Hayır, asla okuyamayacak. Sayfalardaki harfler netleşmiş olsalar da, kafasında hep bulanık olacak. Kitapların sayfalarını kaplayan bütün bu küçük, kargacık burgacık yazıların bize hikâyeler anlattıklarını ve bizi başka diyarlara götürebildiklerini asla anlayamayacak. Ben hiyerogliflere nasıl bakıyorsam o da bu yazılara öyle bakıyor.
Bunların resim olduklarını düşünüyor olmalı, hiçbir anlamı olmayan minicik resimler. Ya da sıra sıra ilerleyen karıncalar olduklarını düşünüyordur ve bunları ezmek için elini uzattığında kaçmadıklarına şaşırıyordur.

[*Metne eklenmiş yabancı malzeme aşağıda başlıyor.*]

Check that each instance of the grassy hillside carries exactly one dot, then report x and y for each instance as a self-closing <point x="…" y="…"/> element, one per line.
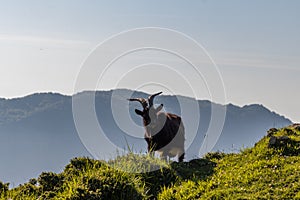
<point x="269" y="170"/>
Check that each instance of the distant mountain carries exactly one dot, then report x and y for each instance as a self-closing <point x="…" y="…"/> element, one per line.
<point x="38" y="131"/>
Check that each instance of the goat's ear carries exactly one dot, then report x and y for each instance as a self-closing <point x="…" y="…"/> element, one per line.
<point x="138" y="112"/>
<point x="159" y="107"/>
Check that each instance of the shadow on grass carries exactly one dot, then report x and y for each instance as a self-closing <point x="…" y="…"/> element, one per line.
<point x="196" y="169"/>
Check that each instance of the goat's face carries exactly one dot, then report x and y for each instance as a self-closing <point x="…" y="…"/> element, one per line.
<point x="149" y="115"/>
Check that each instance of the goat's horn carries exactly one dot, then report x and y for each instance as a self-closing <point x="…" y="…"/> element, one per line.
<point x="141" y="100"/>
<point x="151" y="98"/>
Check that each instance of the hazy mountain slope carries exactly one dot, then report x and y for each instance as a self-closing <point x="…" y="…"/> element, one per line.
<point x="38" y="132"/>
<point x="269" y="170"/>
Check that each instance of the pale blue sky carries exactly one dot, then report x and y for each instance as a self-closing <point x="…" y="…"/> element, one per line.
<point x="255" y="43"/>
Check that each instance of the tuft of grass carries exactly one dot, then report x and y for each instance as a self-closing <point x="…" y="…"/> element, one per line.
<point x="262" y="172"/>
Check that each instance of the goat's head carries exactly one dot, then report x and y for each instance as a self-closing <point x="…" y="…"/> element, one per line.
<point x="149" y="113"/>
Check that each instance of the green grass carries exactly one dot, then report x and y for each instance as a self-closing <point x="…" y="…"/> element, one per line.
<point x="261" y="172"/>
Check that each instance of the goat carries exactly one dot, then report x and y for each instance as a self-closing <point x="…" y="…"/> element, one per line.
<point x="164" y="132"/>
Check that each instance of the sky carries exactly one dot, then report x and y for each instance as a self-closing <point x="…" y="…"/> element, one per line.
<point x="255" y="44"/>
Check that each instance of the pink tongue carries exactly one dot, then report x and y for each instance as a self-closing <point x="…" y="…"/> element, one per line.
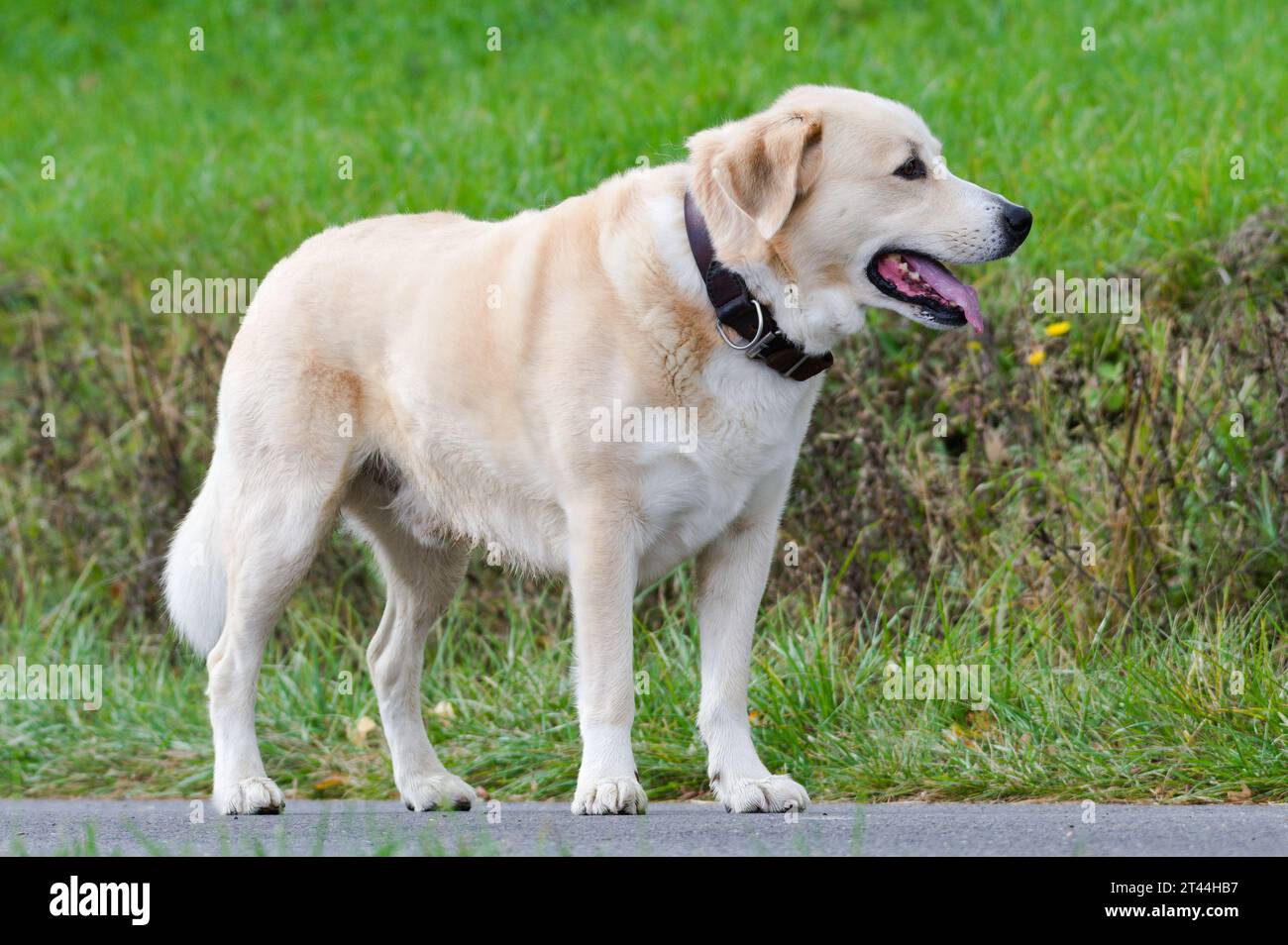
<point x="947" y="284"/>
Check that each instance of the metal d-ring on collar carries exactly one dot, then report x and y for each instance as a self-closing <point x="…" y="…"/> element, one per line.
<point x="755" y="340"/>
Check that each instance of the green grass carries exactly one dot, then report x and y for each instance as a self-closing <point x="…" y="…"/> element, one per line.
<point x="1111" y="682"/>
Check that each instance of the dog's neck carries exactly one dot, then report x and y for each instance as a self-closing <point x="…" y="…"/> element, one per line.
<point x="814" y="317"/>
<point x="738" y="309"/>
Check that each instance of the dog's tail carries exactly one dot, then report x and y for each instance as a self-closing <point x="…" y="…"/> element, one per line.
<point x="196" y="578"/>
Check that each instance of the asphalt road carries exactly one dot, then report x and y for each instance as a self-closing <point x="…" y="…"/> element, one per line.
<point x="906" y="829"/>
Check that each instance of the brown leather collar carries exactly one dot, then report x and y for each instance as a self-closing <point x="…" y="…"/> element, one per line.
<point x="735" y="308"/>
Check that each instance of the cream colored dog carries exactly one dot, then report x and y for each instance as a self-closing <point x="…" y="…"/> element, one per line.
<point x="443" y="382"/>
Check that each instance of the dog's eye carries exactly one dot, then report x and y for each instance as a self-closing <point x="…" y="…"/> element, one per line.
<point x="912" y="168"/>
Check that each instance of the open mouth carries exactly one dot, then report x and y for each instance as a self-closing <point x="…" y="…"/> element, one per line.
<point x="926" y="283"/>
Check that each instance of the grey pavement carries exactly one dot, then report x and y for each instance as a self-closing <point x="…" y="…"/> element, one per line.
<point x="669" y="829"/>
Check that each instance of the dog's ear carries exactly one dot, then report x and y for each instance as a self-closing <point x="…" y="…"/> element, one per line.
<point x="755" y="168"/>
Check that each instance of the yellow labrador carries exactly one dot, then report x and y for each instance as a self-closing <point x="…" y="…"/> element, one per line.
<point x="596" y="390"/>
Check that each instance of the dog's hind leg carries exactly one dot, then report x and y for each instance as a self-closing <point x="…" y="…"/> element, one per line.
<point x="420" y="582"/>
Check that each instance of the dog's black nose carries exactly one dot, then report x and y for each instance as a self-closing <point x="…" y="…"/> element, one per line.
<point x="1018" y="220"/>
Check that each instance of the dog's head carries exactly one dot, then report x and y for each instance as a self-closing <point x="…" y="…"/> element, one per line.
<point x="846" y="196"/>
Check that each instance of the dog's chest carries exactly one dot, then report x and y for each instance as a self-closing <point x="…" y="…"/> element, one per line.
<point x="691" y="497"/>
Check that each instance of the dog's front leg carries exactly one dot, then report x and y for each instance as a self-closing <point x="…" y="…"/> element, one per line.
<point x="601" y="574"/>
<point x="732" y="574"/>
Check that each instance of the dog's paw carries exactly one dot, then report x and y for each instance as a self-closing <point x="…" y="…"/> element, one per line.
<point x="442" y="790"/>
<point x="771" y="794"/>
<point x="252" y="795"/>
<point x="610" y="795"/>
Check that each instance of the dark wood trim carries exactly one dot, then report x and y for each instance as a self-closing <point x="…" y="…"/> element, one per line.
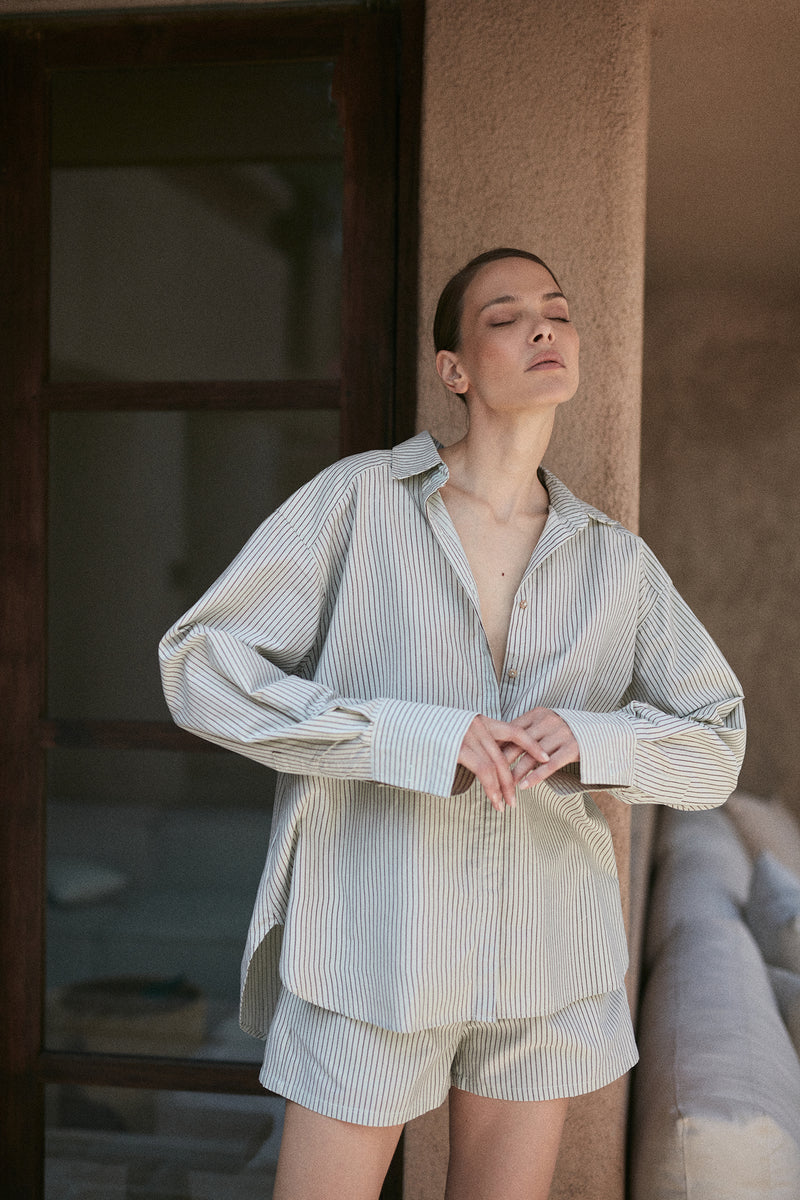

Zaten beni yazmaya iten de, bu tür bir "aklının içindekileri gösterme arzusu" değil miydi? Gerçi, insanlara kendini anlatarak var olabileceğini sanmak da hayatımızı yönlendiren yanılsamalardan biri...
3-ÇAMURLU GÖZYAŞLARI
Yüzü gözü toz toprak içinde kalmıştı. Üzerindeki kıyafetlerin tamamı yüzü gibi toprağa bulanmış çoğu yeri de yırtılmıştı. Gözlerinden akan yaş yanaklarındaki toprakla karışarak çamur olup süzülüyordu. Yorgunluktan tükenmiş, neredeyse hiç gücü kalmamıştı. İnsan üstü bir çaba gösteriyordu.